Forging closer ties to advance security, trade and strategic interests will be at the forefront of Franco-Australian talks during the French President Emmanuel Macron’s visit to Australia on Tuesday.
The three-day visit from May 1 will be Macron’s first to Australia as president and, in contrast to his recent trip to Washington, it is likely to be far lighter on pomp and grandeur.
Macron will meet with the Australian Prime Minister Malcolm Turnbull to discuss further cooperation on security in the Asia-Pacific region, climate change and a greater commitment to cultural exchange.
The French president’s trip comes at a time of strengthening ties between Australia and France, which received a major boost in December 2016 when the two countries signed a submarine deal worth €32 billion. Australia awarded the contract to the Naval Group (formerly DCNS), a French naval company, to build a fleet of diesel-electric submarines.
The importance of Macron’s visit, however, goes beyond simply plugging submarines.
Talk of opportunities to bind the countries more closely was first publicly broached during a visit by Turnbull to Paris last year. Macron told a press conference then that the submarine deal was “not simply a contract” but had elevated the two countries’ broader economic relationship to its highest level ever.
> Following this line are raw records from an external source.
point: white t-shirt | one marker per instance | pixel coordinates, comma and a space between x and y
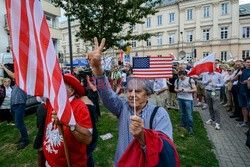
124, 77
184, 84
160, 83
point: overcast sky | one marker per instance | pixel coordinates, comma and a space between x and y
62, 18
244, 1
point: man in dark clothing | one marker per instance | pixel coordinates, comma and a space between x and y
237, 110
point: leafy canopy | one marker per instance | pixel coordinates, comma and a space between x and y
110, 19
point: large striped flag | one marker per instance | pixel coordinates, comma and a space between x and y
204, 65
152, 67
37, 70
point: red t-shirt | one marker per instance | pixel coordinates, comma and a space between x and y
53, 146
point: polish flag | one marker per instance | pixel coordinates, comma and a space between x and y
121, 57
204, 65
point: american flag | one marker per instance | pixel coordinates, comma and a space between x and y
37, 70
152, 67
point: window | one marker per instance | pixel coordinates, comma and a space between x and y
245, 32
149, 42
189, 36
205, 54
223, 56
224, 32
171, 38
159, 20
224, 8
133, 44
189, 57
64, 37
77, 49
206, 11
245, 54
205, 34
64, 50
171, 17
148, 22
51, 21
189, 14
76, 39
159, 40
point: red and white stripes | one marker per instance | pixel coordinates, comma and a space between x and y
37, 70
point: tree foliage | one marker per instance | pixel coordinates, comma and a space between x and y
110, 19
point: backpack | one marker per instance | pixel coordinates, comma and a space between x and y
189, 80
152, 116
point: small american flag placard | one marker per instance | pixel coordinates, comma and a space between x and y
152, 67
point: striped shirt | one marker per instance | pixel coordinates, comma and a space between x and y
216, 78
18, 96
120, 108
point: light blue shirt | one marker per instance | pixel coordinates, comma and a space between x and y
120, 108
217, 79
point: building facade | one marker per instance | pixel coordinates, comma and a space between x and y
197, 27
79, 47
52, 15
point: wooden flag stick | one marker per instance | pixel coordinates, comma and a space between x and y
134, 103
60, 128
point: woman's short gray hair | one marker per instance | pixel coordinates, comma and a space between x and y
138, 83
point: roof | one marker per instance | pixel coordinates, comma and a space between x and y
245, 9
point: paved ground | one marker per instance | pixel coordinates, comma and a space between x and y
229, 141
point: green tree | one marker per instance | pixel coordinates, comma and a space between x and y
110, 19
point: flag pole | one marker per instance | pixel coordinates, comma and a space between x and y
134, 102
60, 128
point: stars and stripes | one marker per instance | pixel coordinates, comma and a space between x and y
152, 67
37, 70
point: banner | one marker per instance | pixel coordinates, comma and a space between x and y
126, 59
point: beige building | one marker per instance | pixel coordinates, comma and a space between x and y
79, 47
197, 27
52, 14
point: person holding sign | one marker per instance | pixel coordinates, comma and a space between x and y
134, 115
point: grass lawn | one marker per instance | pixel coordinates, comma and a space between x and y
194, 150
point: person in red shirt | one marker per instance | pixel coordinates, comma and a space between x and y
77, 136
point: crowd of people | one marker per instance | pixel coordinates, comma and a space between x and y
141, 114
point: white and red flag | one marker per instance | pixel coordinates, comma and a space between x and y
36, 66
152, 67
204, 65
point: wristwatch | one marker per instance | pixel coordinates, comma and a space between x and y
72, 128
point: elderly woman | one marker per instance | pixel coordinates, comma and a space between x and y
5, 101
134, 114
228, 87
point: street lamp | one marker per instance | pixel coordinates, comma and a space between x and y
182, 54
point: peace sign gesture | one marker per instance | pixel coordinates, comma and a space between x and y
95, 57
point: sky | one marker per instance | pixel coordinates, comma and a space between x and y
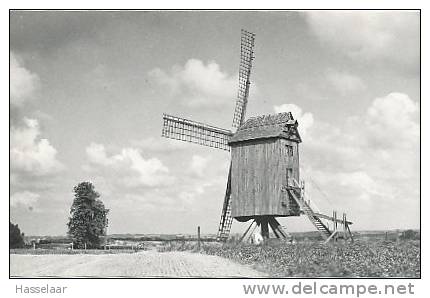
88, 90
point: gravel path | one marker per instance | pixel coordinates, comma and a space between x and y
142, 264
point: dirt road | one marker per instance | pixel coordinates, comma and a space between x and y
142, 264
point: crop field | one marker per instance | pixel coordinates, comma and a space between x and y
358, 259
363, 258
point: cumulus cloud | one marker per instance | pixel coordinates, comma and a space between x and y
344, 82
150, 172
305, 120
197, 83
199, 165
30, 153
370, 160
391, 35
24, 198
23, 82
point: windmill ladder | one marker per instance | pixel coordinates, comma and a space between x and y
315, 220
225, 223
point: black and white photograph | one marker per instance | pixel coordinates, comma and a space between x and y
214, 144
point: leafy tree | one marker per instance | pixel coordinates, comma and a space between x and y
88, 221
16, 238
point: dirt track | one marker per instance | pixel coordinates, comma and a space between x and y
142, 264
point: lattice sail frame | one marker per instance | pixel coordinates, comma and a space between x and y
246, 57
195, 132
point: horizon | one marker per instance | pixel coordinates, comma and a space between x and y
88, 90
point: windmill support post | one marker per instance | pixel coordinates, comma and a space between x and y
198, 237
245, 235
247, 141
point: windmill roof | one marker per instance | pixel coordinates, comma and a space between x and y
280, 125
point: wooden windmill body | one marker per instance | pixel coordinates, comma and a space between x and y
264, 180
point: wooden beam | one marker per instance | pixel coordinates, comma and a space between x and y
331, 218
331, 236
247, 230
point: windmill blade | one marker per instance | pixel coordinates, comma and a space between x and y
246, 57
195, 132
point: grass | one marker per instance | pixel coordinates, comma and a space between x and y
314, 259
43, 251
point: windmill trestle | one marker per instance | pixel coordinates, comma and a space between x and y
340, 227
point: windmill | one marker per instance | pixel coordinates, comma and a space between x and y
263, 177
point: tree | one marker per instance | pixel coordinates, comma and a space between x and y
88, 221
16, 238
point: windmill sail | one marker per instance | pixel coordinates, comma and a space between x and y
246, 57
195, 132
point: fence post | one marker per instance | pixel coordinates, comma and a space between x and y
198, 237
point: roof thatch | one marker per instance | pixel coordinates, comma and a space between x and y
280, 125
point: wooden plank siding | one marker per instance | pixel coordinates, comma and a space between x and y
259, 170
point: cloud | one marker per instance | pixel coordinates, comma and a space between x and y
129, 162
23, 82
24, 198
31, 154
198, 84
369, 35
343, 82
199, 165
305, 120
369, 161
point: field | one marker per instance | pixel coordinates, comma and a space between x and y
310, 259
363, 258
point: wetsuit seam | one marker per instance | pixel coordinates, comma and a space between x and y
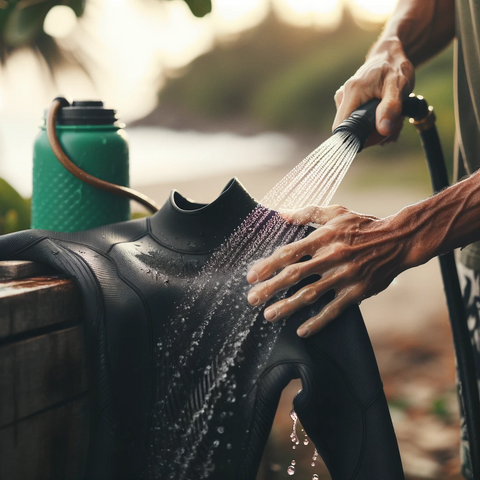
362, 452
133, 239
147, 311
361, 403
30, 245
364, 421
176, 250
149, 319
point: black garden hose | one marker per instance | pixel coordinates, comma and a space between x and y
423, 118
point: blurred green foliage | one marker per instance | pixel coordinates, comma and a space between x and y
21, 25
284, 78
14, 210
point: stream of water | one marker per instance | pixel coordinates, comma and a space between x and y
191, 427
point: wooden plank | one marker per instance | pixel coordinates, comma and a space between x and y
41, 371
36, 303
49, 446
17, 269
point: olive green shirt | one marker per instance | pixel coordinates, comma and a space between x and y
467, 103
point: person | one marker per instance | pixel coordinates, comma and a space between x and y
358, 255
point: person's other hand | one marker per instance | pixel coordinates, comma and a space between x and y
387, 74
356, 255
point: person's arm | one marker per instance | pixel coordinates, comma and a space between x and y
416, 31
358, 256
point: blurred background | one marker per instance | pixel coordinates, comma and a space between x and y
247, 91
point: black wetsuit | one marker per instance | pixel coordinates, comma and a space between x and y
132, 277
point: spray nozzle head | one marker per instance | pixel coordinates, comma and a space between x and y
361, 122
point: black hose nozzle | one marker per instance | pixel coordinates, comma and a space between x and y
361, 122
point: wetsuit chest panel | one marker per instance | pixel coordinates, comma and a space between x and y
158, 410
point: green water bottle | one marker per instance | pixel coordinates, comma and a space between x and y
93, 139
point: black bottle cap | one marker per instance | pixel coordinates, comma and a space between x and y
86, 112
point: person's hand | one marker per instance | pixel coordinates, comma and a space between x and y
356, 255
387, 74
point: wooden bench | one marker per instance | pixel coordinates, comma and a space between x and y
44, 417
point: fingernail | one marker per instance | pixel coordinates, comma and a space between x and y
252, 276
303, 332
253, 298
270, 314
386, 125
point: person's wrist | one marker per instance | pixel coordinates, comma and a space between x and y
389, 46
413, 233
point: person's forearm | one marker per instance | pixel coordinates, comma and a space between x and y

The elevation of the Franco-Australian relationship comes as US President Donald Trump continues to pursue both protectionist and isolationist policy agendas. In March, trade officials from both the EU and the US hit out at plans by Washington to slap tariffs on imported steel and aluminium. With Trump’s tariff plan in the works along with his earlier decisions to withdraw the US from two global trade agreements – the Transatlantic Trade and Investment Partnership (TTIP), including the EU and the Trans-Pacific trade deal (TTP), including Australia – France and Australia have, arguably, never had a higher stake in furthering their trade interests.
Trump ditches deals
In January 2017 Trump said he would abandon the TTP ending a United States foreign policy push, begun under Barack Obama, to create a free trade zone with the Pacific rim. It initially dealt a blow to Australia’s efforts to increase and capitalise on existing trade in a market that includes 10 other nations – Japan, Brunei, Canada, Chile, Malaysia, Mexico, New Zealand, Peru, Singapore and Vietnam.
Although the accord – newly named the TPP-11 – was signed on March 9 without the US, Turnbull has continued to advocate for Trump’s return to the deal that in its original form is estimated to be worth €251 billion in global trade. Though last February, Turnbull’s efforts proved fruitless when at a joint press conference in Washington, Trump declared that TPP “was a bad deal for the US” and that he preferred “to be able to negotiate with one country”.
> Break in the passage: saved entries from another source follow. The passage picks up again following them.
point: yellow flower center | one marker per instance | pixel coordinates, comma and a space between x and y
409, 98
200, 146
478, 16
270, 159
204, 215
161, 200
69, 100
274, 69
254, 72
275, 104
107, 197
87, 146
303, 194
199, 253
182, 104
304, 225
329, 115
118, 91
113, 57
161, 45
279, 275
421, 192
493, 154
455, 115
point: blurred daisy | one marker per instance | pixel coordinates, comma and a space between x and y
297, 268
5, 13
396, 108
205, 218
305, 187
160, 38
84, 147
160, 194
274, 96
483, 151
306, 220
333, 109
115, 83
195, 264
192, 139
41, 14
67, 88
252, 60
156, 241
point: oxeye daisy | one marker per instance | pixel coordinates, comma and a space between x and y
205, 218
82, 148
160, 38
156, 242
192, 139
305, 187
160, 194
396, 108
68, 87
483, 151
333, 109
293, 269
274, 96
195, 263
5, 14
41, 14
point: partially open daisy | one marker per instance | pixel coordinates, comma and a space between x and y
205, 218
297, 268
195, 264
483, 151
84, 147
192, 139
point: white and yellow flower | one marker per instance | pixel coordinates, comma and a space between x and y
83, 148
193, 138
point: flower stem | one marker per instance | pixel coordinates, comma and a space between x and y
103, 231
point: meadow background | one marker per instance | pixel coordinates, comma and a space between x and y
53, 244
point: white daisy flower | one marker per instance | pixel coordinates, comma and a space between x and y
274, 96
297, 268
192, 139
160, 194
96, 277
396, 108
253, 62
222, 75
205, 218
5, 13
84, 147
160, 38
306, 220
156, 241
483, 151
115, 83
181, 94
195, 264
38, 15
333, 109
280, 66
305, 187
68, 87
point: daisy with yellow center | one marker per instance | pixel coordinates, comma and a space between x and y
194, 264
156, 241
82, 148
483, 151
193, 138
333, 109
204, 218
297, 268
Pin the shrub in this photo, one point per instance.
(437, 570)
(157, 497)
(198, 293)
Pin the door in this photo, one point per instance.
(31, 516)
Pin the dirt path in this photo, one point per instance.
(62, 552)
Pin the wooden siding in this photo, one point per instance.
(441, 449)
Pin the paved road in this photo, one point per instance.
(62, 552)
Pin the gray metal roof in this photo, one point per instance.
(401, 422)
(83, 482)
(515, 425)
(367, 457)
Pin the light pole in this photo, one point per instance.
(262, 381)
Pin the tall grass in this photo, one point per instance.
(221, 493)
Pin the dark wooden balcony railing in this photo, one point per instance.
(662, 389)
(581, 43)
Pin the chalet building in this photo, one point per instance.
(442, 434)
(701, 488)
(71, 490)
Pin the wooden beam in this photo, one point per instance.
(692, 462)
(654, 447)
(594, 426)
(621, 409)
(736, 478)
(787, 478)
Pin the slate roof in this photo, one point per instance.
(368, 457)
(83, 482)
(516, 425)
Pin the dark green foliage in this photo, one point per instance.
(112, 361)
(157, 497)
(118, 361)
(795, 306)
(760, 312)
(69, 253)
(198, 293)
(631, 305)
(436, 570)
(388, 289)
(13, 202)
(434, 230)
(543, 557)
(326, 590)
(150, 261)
Macron has made his own attempts to persuade Trump to reconsider working with the EU on multilateral agreements and to shift away from an “America First” approach.
However Macron’s powers of persuasion are unlikely to revive the failed TTIP trade agreement between the EU and the US, despite what observers have labelled as France’s “special” relationship with the US. Trump, who reneged on the proposed pact not long after he came to power, has retained his protectionist stance. While the deal’s collapse put the EU trading bloc offside, it managed to replace it with another free trade deal, CETA, which it signed with Canada.
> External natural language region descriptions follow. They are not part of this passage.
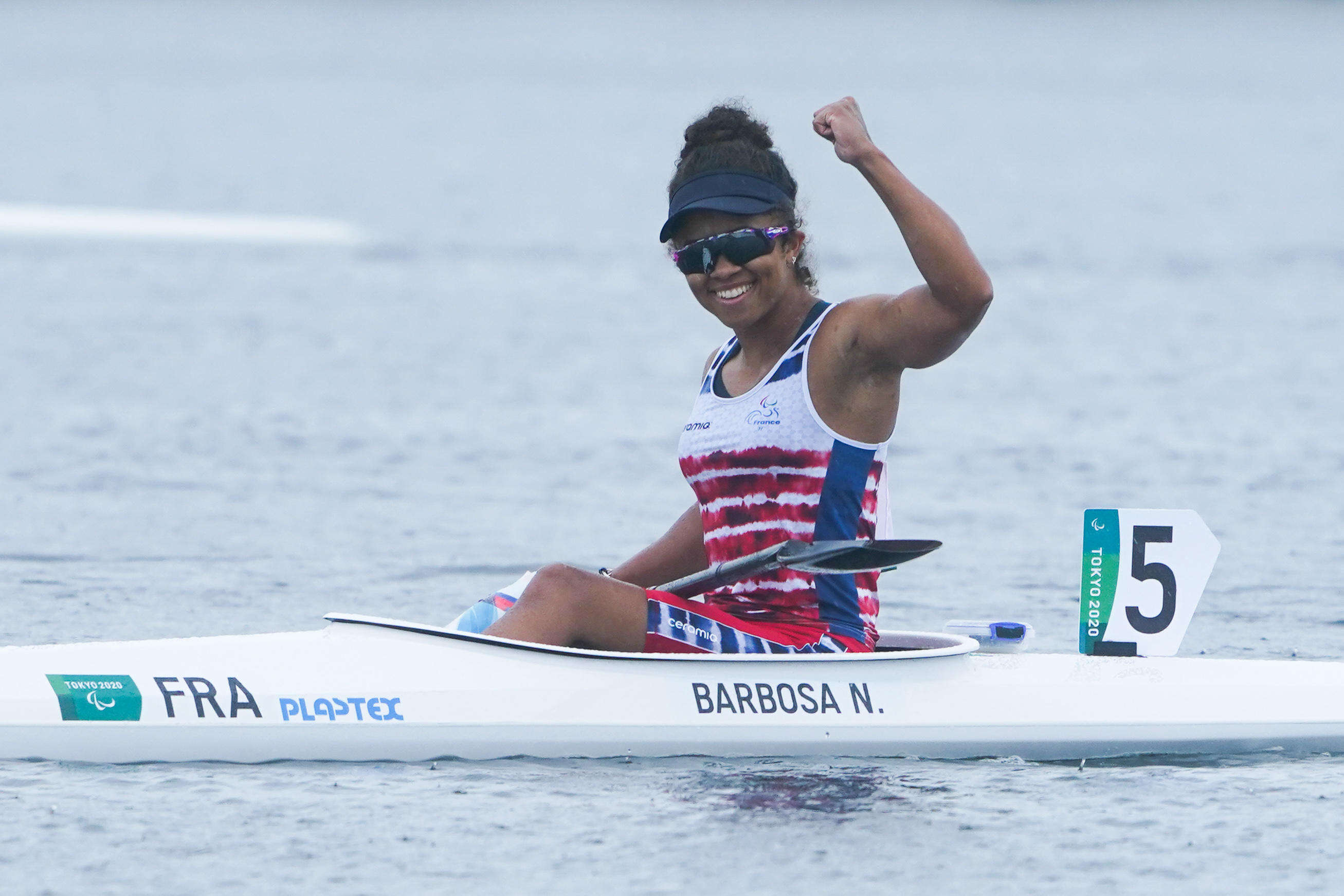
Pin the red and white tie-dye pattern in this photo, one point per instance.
(758, 464)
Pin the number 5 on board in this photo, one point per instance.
(1143, 575)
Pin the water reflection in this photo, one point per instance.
(832, 790)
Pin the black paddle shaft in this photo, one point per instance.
(818, 558)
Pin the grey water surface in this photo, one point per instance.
(207, 438)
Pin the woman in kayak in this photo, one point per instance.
(788, 437)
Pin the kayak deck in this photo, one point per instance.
(367, 688)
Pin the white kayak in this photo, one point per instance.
(366, 688)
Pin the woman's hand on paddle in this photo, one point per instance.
(842, 124)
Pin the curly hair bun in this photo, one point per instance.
(726, 123)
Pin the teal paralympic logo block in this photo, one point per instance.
(97, 698)
(343, 708)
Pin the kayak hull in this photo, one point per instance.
(371, 689)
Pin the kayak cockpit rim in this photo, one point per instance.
(892, 645)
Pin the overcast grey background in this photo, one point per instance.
(204, 438)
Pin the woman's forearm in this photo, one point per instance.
(940, 250)
(678, 553)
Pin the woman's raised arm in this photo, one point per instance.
(925, 324)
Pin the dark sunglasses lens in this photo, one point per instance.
(694, 260)
(698, 259)
(742, 248)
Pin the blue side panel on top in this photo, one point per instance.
(788, 369)
(838, 519)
Australia seeking further European ties
The EU could benefit from France’s burgeoning new alliance with Australia if the far-flung Asia-Pacific nation succeeds in its bid to enter a free trade agreement with the union.
Turnbull has already talked of striking a free trade agreement between Australia and the European Union by the end of 2019, calling it “a realistic but ambitious project”.
Just ahead of Macron’s visit, Australian Foreign Minister Julie Bishop told reporters that Australia was anxious to deepen ties with other European countries, reaffirming its goal to trade with the EU.
Reciprocal trade between Australia and the EU was €60 billion in 2015-16, making it Australia’s second largest trading partner as well as its largest source of foreign investment.
A removal of trade barriers would be a boon to Australian exporters, including its growing services sector, which did business with Europe to the value of €6.5 billion in 2015–16.
Opening markets between Europe and Australia has added economic merit given Britain is poised to leave the EU and Macron is on a mission to save the European project in the face of growing political and economic fault lines.
While Australia is expected to warmly welcome the French president, relations between the two countries have not always been cordial. They hit their worst when in 1985 French intelligence agents blew up a Greenpeace vessel, the Rainbow Warrior, in Auckland harbour. Although the bombing occurred in neighbouring New Zealand, many Australians considered it an act of terror, and within their backyard. Ties had weakened even earlier during France’s nuclear weapons tests in the Pacific that began in 1966 and only ended in 1996.
With the current climate of geopolitical instability, an increasingly isolationist US foreign policy and threats to the foundations of the European project all preoccupying the French presidency, the ties forged with Australia could just reinvigorate political capital – and faith – in global trade.